If you don’t want to have more granular control over authentication (the scan will be unauthenticated) and scan policies, you can just stop after the previous steps.
If you want to use the more granular settings configured in the Burp Rest API, add a “Burp Scan” build step and configure with previously copied API Link and API JSON scan settings.
When the build executes, it will fail or succeed depending on the severity of findings in the scan. Here we have “Lowest severity issue required to fail the build” set to Medium. We can see here our build has failed.
View the Console Output to see the build-initiated scan’s details and why the build failed. The scan completes after the first High severity issue was discovered.
Back within Burp Enterprise you can see the scan details for the Jenkins build-initiated scan:
Conclusion
As can be seen Burp Suite Enterprise Edition is a powerful addition to an enterprise application security program with a host a features to integrate with existing CI and SDLC processes. Some additional features I would like to see in future releases are:
- Improved crawling and authentication functionality for complex application workflows. While most applications will have a variety of differences that can impede crawling and authentication, the ability to configure or upload crawl and authentication macros would be a good interim solution for this as Burp Enterprise agents improve coverage of more complex workflows.

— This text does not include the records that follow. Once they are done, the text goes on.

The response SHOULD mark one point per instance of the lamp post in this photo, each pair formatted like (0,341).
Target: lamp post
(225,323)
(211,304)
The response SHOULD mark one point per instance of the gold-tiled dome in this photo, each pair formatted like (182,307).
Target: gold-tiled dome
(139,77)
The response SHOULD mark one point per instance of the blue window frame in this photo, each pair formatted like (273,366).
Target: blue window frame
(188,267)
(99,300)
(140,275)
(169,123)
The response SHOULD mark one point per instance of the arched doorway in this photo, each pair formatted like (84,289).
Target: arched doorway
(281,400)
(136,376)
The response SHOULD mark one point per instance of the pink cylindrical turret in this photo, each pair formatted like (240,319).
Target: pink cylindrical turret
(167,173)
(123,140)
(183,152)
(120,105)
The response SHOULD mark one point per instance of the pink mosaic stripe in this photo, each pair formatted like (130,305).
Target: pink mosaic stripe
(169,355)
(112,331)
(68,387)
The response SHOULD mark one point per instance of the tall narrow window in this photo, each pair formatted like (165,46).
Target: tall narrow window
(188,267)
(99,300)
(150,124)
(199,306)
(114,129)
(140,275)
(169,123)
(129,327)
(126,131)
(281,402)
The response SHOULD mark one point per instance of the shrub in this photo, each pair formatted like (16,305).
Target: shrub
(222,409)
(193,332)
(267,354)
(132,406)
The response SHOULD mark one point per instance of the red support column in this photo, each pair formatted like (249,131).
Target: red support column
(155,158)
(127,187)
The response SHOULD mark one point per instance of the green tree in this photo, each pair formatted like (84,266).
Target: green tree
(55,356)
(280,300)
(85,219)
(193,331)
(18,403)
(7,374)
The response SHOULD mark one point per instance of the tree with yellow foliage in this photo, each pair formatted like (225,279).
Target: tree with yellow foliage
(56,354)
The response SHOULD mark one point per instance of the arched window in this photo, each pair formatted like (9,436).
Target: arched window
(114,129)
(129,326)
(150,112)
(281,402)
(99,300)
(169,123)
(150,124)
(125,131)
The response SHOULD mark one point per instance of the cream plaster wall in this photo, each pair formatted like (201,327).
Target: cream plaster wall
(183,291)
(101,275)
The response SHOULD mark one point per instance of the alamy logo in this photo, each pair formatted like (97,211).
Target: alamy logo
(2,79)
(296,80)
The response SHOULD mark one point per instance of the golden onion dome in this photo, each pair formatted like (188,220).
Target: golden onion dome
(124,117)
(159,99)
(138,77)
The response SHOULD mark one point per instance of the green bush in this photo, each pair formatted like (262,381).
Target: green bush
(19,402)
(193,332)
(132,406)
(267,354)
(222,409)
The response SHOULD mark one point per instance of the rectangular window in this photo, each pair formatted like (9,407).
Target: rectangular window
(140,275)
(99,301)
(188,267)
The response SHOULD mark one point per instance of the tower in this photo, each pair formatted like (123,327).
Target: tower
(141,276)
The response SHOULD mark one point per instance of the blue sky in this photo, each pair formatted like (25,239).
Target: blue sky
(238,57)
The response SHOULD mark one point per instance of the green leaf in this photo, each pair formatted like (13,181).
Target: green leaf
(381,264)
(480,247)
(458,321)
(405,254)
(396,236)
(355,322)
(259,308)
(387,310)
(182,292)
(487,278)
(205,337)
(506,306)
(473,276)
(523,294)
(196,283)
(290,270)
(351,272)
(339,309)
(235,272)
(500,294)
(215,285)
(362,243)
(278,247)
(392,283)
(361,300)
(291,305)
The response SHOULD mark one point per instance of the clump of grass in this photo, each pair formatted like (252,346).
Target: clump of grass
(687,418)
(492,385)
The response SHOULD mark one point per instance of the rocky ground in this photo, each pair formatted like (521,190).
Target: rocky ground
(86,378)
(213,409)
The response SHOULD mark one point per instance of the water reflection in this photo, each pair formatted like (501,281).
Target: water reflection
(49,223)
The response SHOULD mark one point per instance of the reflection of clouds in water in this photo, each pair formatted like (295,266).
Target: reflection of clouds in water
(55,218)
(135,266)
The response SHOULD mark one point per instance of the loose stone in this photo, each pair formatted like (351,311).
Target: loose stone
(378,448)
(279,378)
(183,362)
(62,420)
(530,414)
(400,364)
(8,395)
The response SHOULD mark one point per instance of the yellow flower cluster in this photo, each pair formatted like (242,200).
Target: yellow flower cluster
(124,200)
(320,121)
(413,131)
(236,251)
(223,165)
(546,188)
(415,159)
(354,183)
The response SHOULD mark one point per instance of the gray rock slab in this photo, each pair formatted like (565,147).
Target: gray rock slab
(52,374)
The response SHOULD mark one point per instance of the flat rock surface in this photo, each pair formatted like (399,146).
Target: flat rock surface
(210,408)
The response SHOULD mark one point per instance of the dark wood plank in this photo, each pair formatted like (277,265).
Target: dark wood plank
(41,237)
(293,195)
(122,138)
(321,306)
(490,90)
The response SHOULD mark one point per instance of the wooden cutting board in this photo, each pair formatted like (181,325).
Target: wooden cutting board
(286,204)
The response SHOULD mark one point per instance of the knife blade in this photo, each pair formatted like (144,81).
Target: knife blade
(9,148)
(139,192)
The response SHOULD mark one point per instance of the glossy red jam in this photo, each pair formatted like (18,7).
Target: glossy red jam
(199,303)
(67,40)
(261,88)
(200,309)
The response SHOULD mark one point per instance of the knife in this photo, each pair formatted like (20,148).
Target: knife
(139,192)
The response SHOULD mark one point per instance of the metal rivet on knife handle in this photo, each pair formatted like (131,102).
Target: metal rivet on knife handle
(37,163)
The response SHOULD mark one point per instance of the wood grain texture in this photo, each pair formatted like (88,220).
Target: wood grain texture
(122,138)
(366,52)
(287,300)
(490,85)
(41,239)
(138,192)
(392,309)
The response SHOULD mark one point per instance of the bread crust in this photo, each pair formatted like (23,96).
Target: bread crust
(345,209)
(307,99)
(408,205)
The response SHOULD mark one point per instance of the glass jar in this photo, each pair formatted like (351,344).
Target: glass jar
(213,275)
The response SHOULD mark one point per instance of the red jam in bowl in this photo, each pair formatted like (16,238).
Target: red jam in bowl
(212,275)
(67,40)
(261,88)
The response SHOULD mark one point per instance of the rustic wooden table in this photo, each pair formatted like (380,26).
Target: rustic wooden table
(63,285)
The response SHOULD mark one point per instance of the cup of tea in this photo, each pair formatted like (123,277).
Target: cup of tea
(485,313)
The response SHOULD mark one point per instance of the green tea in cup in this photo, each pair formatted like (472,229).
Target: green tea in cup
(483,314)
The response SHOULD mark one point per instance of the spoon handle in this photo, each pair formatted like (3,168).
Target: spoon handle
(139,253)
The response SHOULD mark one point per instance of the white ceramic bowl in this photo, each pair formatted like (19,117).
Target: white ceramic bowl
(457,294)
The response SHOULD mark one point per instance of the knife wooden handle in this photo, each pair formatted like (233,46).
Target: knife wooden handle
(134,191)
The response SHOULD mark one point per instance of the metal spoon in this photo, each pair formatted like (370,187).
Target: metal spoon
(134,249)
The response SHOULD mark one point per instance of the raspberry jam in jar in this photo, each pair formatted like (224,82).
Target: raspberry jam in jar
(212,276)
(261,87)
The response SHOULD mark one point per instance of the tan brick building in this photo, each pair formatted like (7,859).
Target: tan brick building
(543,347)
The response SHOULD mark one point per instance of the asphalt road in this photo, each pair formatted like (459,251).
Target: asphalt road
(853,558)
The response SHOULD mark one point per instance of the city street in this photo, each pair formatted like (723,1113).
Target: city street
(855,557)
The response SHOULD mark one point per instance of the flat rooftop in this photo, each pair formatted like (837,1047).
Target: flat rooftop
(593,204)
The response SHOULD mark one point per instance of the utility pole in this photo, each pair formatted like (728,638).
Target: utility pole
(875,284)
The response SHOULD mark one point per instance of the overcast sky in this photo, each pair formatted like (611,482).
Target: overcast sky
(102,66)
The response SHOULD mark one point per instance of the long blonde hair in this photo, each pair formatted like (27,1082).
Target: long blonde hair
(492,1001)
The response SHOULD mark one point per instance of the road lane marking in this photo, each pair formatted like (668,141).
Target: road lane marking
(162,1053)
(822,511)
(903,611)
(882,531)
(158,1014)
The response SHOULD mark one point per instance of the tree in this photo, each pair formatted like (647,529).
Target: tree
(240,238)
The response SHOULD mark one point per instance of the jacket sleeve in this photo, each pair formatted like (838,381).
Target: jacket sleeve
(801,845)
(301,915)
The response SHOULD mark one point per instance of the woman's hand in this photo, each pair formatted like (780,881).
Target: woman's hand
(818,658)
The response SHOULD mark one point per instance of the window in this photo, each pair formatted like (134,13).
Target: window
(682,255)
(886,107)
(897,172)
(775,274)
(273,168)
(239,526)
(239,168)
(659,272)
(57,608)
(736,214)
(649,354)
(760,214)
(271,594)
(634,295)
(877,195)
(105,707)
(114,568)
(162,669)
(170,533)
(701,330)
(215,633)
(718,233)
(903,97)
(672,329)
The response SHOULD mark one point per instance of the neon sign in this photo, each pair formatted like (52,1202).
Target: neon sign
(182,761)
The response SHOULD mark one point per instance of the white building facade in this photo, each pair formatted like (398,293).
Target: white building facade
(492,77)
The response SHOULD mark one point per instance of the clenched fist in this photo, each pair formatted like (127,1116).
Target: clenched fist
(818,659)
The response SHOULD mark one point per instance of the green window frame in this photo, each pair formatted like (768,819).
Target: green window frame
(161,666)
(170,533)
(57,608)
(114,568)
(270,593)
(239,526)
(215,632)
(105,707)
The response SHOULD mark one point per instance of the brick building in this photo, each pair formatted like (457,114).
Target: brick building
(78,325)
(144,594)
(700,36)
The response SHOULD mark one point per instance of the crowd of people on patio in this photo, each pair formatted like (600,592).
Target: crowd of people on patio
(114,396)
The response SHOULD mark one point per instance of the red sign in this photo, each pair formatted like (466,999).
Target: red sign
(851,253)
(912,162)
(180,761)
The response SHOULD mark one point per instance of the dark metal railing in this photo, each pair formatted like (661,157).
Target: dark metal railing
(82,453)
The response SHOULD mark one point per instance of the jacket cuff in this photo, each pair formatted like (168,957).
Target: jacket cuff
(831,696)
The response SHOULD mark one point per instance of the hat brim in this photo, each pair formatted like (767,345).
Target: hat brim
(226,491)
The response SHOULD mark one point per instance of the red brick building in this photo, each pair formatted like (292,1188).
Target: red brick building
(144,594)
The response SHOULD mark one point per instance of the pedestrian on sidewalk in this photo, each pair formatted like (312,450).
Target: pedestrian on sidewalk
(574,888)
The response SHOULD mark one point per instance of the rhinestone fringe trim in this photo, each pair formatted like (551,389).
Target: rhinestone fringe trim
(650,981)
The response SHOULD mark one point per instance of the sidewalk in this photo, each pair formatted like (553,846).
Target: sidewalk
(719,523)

- The ability to import Burp Pro scans with custom findings would help solve cases where the current scanner agent is unable to crawl or authenticate the application. This would also assist in more complex application testing scenarios such as API testing where there is not a frontend application to crawl.
- More extensive reporting options and formats. While the ability to download chart and table images from the dashboards will assist with custom reporting, it would be nice to have Burp Enterprise either work with custom report templates or provide a reporting API or raw data formats where other reporting tools, such as Dradis or PlexTrac, could be integrated with the reporting workflow.